Here even with `k=1` the resulting 1d-scalar embedding apparently separates shoes and shirts.

Compare this to how regular dropout works. Well, it's quite more random.
![Regular dropout](./_figs/ae-dropout.gif)

## Details
#### Training vs Inference
```python
dropout = TailDropout()
dropout.train()
dropout(x) # random
dropout.eval()
dropout(x) # Identity function
dropout.set_k(k)
dropout(x) # use first k features
```

#### Images
"2d Dropout" == Keep mask constant over spatial dimension. Popular approach.
```python
x = torch.randn(n_batch,n_features,n_pixels_x,n_pixels_y)

cnn = nn.Conv2d(n_features,n_features, kernel_size)
taildropout = TailDropout(batch_dim = 0, dropout_dim = 1)

x = cnn(x)
x = taildropout(x)
```

##### Compression/regularization ratio is very large!
If you don't care much about regularization, dropout probability in order 1e-5 still
seems to give good compression effect. I typically use `TailDropout(p=0.001)` to get both.

#### Citation
```
@misc{Martinsson2018,
author = {Egil Martinsson},
title = {TailDropout},
year = {2018},
publisher = {GitHub},
journal = {GitHub repository},
howpublished = {\url{https://github.com/naver/taildropout}},
commit = {master}
}
```

#### Aknowledgments
This work was open sourced 2025 but work primarily done in 2018 at [Naver Clova/Clair](https://research.clova.ai/).
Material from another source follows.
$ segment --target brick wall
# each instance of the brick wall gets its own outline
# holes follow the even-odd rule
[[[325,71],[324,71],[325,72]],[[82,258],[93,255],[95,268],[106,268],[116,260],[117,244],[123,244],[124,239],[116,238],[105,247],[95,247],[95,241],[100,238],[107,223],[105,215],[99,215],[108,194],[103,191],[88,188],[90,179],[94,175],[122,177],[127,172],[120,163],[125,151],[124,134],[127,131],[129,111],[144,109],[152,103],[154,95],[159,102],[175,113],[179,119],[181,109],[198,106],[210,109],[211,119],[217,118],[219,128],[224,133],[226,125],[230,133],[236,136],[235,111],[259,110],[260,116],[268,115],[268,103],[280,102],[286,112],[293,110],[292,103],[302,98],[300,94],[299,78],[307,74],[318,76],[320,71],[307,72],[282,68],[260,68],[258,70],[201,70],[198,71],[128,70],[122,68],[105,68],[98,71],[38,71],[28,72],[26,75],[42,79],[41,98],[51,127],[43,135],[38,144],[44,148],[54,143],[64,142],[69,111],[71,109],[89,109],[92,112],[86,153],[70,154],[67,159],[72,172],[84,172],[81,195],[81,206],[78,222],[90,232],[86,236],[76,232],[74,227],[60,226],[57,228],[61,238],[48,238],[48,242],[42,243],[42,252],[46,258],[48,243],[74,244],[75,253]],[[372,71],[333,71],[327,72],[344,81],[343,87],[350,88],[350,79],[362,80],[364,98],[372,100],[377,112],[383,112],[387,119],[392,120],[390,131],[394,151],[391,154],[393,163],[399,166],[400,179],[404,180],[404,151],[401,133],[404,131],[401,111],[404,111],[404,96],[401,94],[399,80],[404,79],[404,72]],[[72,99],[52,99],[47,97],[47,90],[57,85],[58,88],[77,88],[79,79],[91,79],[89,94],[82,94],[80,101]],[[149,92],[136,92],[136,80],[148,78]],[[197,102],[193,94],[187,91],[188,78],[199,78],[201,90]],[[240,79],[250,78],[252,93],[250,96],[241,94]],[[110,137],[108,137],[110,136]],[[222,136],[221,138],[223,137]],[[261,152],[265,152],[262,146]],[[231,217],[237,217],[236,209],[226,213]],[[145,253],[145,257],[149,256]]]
Big thanks to [Minjoon Seo](https://seominjoon.github.io/) for the original inspiration from his work on [Skim-RNN](https://arxiv.org/abs/1711.02085) and [Ji-Hoon Kim](https://scholar.google.co.kr/citations?user=1KdhN5QAAAAJ&hl=ko) [Adrian Kim](https://scholar.google.co.kr/citations?user=l6lDgpgAAAAJ&hl=ko), [Jaesung Huh
](https://scholar.google.com/citations?user=VDMZ-pQAAAAJ&hl=en), [Prof. Jung-Woo Ha](https://scholar.google.com/citations?user=eGj3ay4AAAAJ&hl=en) and [Prof. Sung Kim](https://scholar.google.com/citations?user=JE_m2UgAAAAJ&hl=en) for valuable discussions and feedback.

I'm sure this simple idea has been implemented before 2018 (which I was unaware of at the time) or after (which I have not had time to look for). Please let me know if there's anything relevant I should cite.